Liz Sexton-Kennedy, a computing architect at Fermilab, remembers watching Powers of Ten when she was in middle school. The film, which explored physics at the very largest cosmological scales all the way down to elementary particle physics, ignited her interest in the field.
“I was someone who loved extremes,” she said. “I was intrigued and thought that I would either want to do physics at the very largest scale or the very smallest scale. Throughout my later schooling, I became interested in particle physics and quantum mechanics, a very different reality that required a lot of imagination to try to grasp it.”
Fermilab was the perfect place to investigate those extremes, and now Sexton-Kennedy’s career has led her to a new leadership role. In April, Sexton-Kennedy took on the position of Fermilab’s chief information officer. As CIO, she is responsible for both the scientific computing and information technology for the lab.
“Liz has demonstrated her abilities over and over again, from software design to data acquisition to IT, and she’s shared her passion for these pursuits as both an educator and a manager,” said Fermilab Director Nigel Lockyer. “With her background, she’s highly qualified to lead Fermilab’s computing efforts.”
While an undergrad at Rutgers University, Sexton-Kennedy’s interest in physics at the smallest scales fueled her involvement in a summer program at Fermilab where she worked shifts on the E619 experiment, mounting magnetic tapes for taking data and learning about the physics of the experiment. a.
“I was 19 years old, and the whole experience of being out here really solidified my interest,” she said. “At the time I never thought of actually making a living doing this. For me it was just fun learning about it. But I had some pioneering mentors in college — Tom Devlin and Mohan Kalelkar — who motivated me to consider a career in it. For a female, that was a little bit different in the field at that time. I didn’t realize how lucky I was then that I had these people that encouraged me in such a way.”

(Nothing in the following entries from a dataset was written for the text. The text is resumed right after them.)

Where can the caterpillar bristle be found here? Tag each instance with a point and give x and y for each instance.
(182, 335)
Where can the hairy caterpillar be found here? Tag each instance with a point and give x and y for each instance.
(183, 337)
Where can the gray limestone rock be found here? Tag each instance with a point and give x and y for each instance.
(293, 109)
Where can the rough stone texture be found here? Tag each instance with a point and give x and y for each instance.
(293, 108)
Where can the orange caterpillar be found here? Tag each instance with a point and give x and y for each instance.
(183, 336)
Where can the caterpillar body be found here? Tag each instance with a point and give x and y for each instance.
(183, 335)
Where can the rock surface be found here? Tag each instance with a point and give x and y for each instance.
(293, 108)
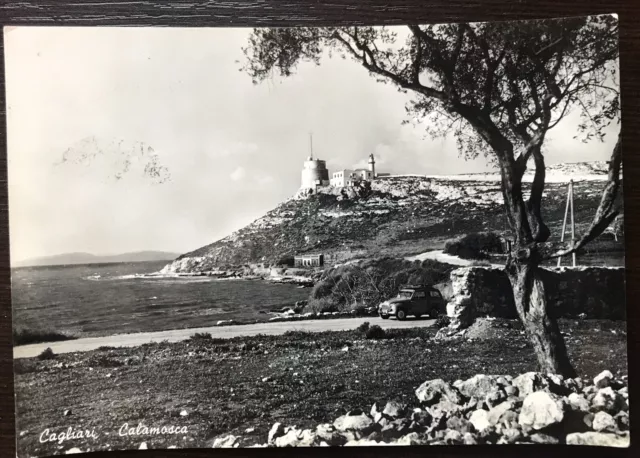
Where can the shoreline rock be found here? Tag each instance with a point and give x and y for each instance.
(547, 409)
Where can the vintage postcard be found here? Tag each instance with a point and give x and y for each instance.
(338, 236)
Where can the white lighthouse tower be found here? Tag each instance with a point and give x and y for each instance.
(372, 165)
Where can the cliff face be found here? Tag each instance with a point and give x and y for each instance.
(393, 215)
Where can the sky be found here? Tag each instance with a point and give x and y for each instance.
(89, 109)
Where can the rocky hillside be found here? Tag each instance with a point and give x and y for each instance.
(397, 215)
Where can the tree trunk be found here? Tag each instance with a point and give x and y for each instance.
(542, 329)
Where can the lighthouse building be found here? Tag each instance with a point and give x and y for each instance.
(314, 173)
(349, 177)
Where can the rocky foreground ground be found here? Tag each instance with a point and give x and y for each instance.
(244, 385)
(485, 409)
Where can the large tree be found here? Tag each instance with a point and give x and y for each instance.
(498, 88)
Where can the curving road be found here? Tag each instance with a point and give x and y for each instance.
(224, 332)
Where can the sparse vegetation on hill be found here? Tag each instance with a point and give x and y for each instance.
(396, 216)
(476, 245)
(367, 283)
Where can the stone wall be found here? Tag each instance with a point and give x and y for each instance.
(599, 292)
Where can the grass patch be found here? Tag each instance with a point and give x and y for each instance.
(476, 245)
(47, 353)
(201, 336)
(30, 336)
(298, 379)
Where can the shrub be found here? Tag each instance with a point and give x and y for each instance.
(367, 283)
(476, 245)
(47, 353)
(375, 332)
(200, 336)
(442, 321)
(286, 260)
(322, 305)
(29, 336)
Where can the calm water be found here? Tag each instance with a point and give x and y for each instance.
(103, 299)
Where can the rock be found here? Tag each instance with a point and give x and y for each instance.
(604, 422)
(376, 408)
(432, 391)
(495, 397)
(469, 439)
(530, 382)
(459, 424)
(540, 410)
(510, 436)
(496, 413)
(480, 420)
(598, 439)
(444, 407)
(422, 418)
(411, 439)
(327, 433)
(578, 402)
(362, 443)
(276, 431)
(453, 437)
(228, 441)
(539, 438)
(479, 386)
(295, 438)
(603, 379)
(360, 422)
(622, 418)
(394, 409)
(511, 391)
(607, 400)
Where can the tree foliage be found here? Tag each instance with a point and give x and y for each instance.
(498, 87)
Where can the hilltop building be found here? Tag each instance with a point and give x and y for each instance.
(350, 177)
(308, 260)
(315, 173)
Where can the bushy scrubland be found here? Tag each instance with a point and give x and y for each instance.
(363, 284)
(476, 245)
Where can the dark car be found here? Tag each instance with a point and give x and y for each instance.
(413, 300)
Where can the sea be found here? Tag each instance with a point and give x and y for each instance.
(105, 299)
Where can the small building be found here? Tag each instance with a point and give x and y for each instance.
(314, 174)
(351, 177)
(348, 177)
(308, 260)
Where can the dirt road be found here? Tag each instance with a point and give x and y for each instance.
(132, 340)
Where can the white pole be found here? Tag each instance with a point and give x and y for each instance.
(564, 223)
(573, 227)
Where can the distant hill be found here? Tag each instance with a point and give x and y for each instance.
(88, 258)
(395, 216)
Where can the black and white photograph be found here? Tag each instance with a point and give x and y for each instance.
(317, 236)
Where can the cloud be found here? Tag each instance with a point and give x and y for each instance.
(238, 174)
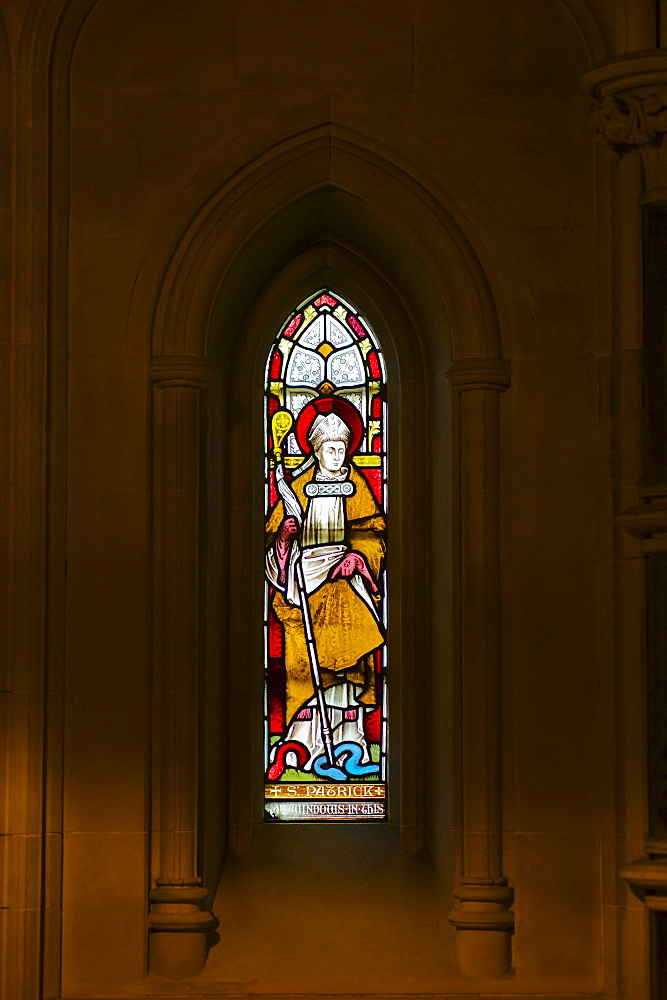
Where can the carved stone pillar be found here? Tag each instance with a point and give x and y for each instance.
(484, 923)
(177, 923)
(630, 109)
(630, 120)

After completing graduate school, Sexton-Kennedy spent some time teaching at a community college in San Diego, but found herself craving the intellectual excitement that she got from doing research. She decided to move back to Fermilab to see if any positions were available.
In 1988, after working a temporary job in the Physics Department, she ended up accepting a permanent position with the CDF Data Acquisition Group, which was looking for somebody with a physics background who was enthusiastic about learning about the computing side of things.
“In my graduate student experience, I had some connection with the software and the tools that were commonly used at the time,” she said. “Being a part of a data acquisition group, a technically demanding assignment in computing, taught me a lot.”
By 2002, Sexton-Kennedy had worked her way up to the head of the offline software and computing group at CDF. In 2005, she was asked to lead a project to completely rearchitect and redesign the offline software for the CMS experiment at CERN, a shift from an experiment management position to a deep dive into the technical aspects. By 2010, she was asked to become part of the executive team of the international CMS collaboration.
Sexton-Kennedy’s experience as the current CMS software and computing coordinator has prepared her for the scientific computing aspect of her CIO role. She recently presented her vision for how scientific computing will evolve over the next decade, projecting the big data needs for current and upcoming experiments, particularly at CERN’s Large Hadron Collider.
She is also working closely with her colleagues in the Core Computing Division to determine its priorities and direction in the information technology area. A focus for this division, she said, is cybersecurity.
“We want the lab to up its game in terms of hardening its defenses and making sure we’re not vulnerable to attacks,” she said. “That’s an area where I completely understand the need, and I’m communicating with very skilled people to learn how to carry on the work that they have been doing up to this point.”
Sexton-Kennedy said she is looking forward to setting a vision for what the computing sector will look like in 10 years and making sure that the lab is on the right path to get there.
“In the Core Computing Division,” she said, “we’ve made a lot of headway in modernizing business processes and driving the lab into the 21st century with paperless processes, and I want to see us continue that good work. On the Scientific Computing Division side, there are known challenges that this big-data revolution is going to impose upon all the experiments at Fermilab, and I’m looking forward to working to overcome them.”